La «sextortion», escroquerie visant à faire chanter quelqu'un avec des photos dénudées soit pour les monnayer soit pour en obtenir de plus osées, est une pratique assez répandue aux États-Unis, selon une étude publiée par un groupe de réflexion américain.

La plupart des victimes sont des mineurs, les prédateurs sont presque toujours des hommes poursuivant plusieurs cibles simultanément, et quasiment toutes les victimes adultes sont des femmes, selon les conclusions de l'étude publiée mercredi, qui précise que la majorité des victimes a choisi de conserver l'anonymat, par honte.

Cette étude de la Brookings Institution est présentée comme la première à se pencher avec autant d'attention sur cette menace qui rode dans le cyberespace.

Bien que des responsables des forces de l'ordre américaines reconnaissent l'existence du problème, aucune agence officielle ou organisation de protection ne recueille de données statistiques sur le problème, a déploré le groupe de réflexion.

Le terme même de «sextortion» n'existe pas vraiment, c'est un mot d'argot utilisé par les procureurs pour faire référence à un comportement qui ne s'inscrit dans aucune catégorie d'agression.

En fonction de l'endroit où l'on se trouve aux États-Unis, cela peut être jugé comme de la pornographie infantile, du harcèlement, de l'extorsion ou du piratage. Mais la «sextortion» est un crime qui n'existe pas «légalement parlant» à l'heure actuelle, a relevé le groupe de réflexion.

Concrètement, cela peut consister à pirater l'ordinateur de quelqu'un pour y dérober une photo ou une vidéo sexy ou à en subtiliser via une webcam. Ces images sont ensuite utilisées pour en extirper davantage des victimes, ou autre chose.

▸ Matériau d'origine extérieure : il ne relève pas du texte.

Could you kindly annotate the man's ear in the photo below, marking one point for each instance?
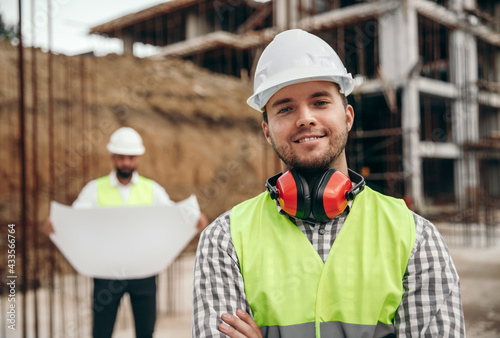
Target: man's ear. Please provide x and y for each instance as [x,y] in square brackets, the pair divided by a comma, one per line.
[349,116]
[265,129]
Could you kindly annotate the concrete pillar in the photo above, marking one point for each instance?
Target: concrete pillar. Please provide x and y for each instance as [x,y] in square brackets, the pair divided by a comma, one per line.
[398,41]
[280,12]
[128,44]
[465,112]
[191,25]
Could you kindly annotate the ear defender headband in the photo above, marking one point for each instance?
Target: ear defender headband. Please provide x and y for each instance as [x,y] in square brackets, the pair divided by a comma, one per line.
[327,199]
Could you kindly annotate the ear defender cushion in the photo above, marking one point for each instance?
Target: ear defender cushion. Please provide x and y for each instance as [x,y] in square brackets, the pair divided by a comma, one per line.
[329,195]
[294,197]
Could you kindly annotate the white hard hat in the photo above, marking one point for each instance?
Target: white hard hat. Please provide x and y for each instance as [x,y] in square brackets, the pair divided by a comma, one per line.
[125,141]
[296,56]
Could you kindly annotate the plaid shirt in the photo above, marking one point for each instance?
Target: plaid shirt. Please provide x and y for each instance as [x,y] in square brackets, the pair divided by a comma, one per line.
[431,304]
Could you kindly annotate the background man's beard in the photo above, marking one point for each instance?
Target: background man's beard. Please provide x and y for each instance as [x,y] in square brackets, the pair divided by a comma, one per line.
[124,174]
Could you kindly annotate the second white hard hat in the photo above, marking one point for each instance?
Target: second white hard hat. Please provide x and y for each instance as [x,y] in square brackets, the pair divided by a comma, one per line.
[296,56]
[126,141]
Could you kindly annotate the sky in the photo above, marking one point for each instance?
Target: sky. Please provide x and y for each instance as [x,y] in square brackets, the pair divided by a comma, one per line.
[71,22]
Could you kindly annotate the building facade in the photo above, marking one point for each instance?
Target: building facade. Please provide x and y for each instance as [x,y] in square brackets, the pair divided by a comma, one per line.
[427,103]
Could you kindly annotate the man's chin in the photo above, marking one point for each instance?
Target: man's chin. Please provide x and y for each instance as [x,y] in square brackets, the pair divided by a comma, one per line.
[124,174]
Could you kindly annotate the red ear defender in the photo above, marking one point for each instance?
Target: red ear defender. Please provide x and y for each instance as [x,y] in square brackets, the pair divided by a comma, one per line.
[294,197]
[329,197]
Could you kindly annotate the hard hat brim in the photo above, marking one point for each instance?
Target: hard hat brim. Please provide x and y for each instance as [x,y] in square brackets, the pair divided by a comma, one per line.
[125,151]
[294,76]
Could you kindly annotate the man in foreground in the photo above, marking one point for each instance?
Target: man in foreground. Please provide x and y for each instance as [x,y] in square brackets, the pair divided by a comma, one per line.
[319,254]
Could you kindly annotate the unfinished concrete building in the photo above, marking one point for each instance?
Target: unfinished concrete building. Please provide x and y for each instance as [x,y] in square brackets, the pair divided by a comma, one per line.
[427,102]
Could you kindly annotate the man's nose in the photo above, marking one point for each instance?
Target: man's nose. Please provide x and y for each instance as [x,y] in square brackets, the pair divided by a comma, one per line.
[305,116]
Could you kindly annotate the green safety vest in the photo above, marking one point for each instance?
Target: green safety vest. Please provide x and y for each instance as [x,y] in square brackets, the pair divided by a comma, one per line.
[355,293]
[141,193]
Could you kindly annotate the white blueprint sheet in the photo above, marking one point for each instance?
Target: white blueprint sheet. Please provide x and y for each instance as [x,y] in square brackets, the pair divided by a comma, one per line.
[123,242]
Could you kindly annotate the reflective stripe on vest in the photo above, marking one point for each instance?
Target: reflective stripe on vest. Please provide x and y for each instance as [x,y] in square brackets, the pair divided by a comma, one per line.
[141,193]
[357,290]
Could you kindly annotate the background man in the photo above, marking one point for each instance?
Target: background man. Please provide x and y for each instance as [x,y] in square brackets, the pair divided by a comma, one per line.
[317,253]
[123,187]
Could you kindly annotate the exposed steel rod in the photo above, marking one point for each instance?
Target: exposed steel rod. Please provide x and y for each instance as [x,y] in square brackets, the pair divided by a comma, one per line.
[34,158]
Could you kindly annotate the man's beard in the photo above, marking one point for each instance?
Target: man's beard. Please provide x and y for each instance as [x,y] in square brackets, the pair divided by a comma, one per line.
[125,174]
[304,165]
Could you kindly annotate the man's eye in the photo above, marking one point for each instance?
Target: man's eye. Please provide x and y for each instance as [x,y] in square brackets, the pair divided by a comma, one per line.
[283,110]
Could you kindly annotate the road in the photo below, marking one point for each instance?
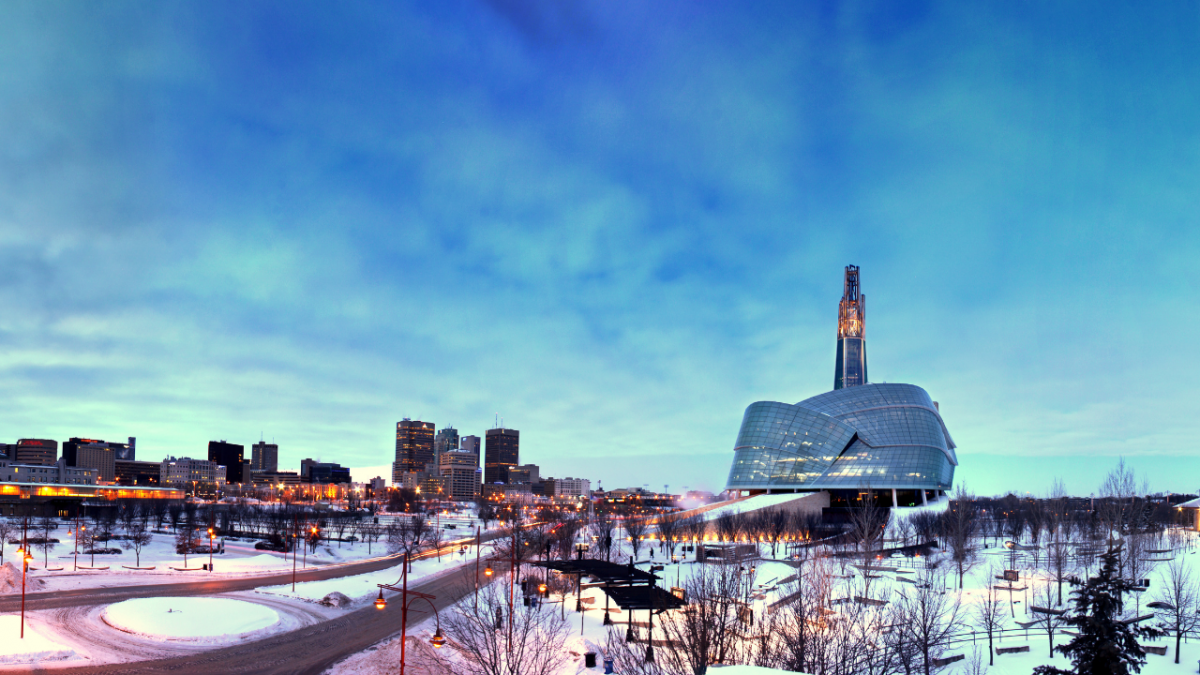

Les esprits malveillants se servent également des réseaux sociaux pour obtenir des images compromettantes auprès des victimes elles-mêmes, puis les font chanter pour en recevoir d'autres.

La Brookings a étudié 78 cas ces dernières années répondant à sa définition de «sextortion» et de nombreux autres qui en comportaient certains critères.

Une triste première

Ces 78 affaires ont été jugées dans 29 États et territoires américains ainsi que dans trois juridictions étrangères.

«Pour la première fois dans l'histoire de la planète, la connectivité mondiale grâce à internet signifie que l'on n'a pas besoin d'être dans le même pays qu'une personne pour la menacer sexuellement», a noté l'étude.

Ces cas ont impliqué au moins 1379 victimes. Mais, pour différentes raisons --la justice n'a pas cherché à retrouver toutes les victimes d'un prédateur, par exemple--, ces 78 affaires pourraient concerner entre 3000 et 6500 personnes, voire même plus, a-t-elle fait valoir.

Dans un rapport distinct, la Brookings a détaillé la façon dont les peines prononcées à l'encontre des auteurs de ces chantages variaient grandement parce que certaines ont été jugées au niveau des États fédérés américains tandis que d'autres l'ont été au niveau fédéral.

Un homme accusé de s'en être pris à au moins 22 jeunes garçons a été jugé dans un tribunal d'État et a reçu une peine d'un an de prison. Un autre, accusé de s'en être pris à une seule personne et traduit devant une cour fédérale, a écopé de douze ans.

Pour le groupe de réflexion, le Congrès des États-Unis doit adopter une législation ad hoc incorporant notamment les crimes fédéraux de maltraitance sexuelle, de pornographie infantile et d'extorsion.

Le rapport sur l'évolution de cette pratique a également révélé des détails sur quelques cas.

L'un impliquait une femme qui avait ouvert un courriel envoyé par un expéditeur inconnu et dans lequel se trouvaient des photos d'elle-même sexuellement explicites, ainsi que des détails sur son emploi, son mari et ses trois enfants. L'expéditeur réclamait qu'elle réalise une vidéo porno.

«Et si elle ne l'envoyait pas dans les 24 heures, il la menaçait de publier les images déjà en sa possession, et «d'informer (sa) famille de son côté obscur»», a raconté l'étude.

En 2013, la police française et des associations avaient mis en garde contre l'explosion de ces cyberescroqueries. Après 600 signalements en 2011, il y en avait eu 2000 en 2012 et deux lycéens s'étaient suicidés cette année-là.

Ces menaces émanaient pour la plupart, selon ces sources, de cybercafés d'Afrique de l'Ouest. Les victimes devaient verser de l'argent --parfois seulement 25 euros-- pour éviter la révélation d'images compromettantes à leurs proches ou sur internet.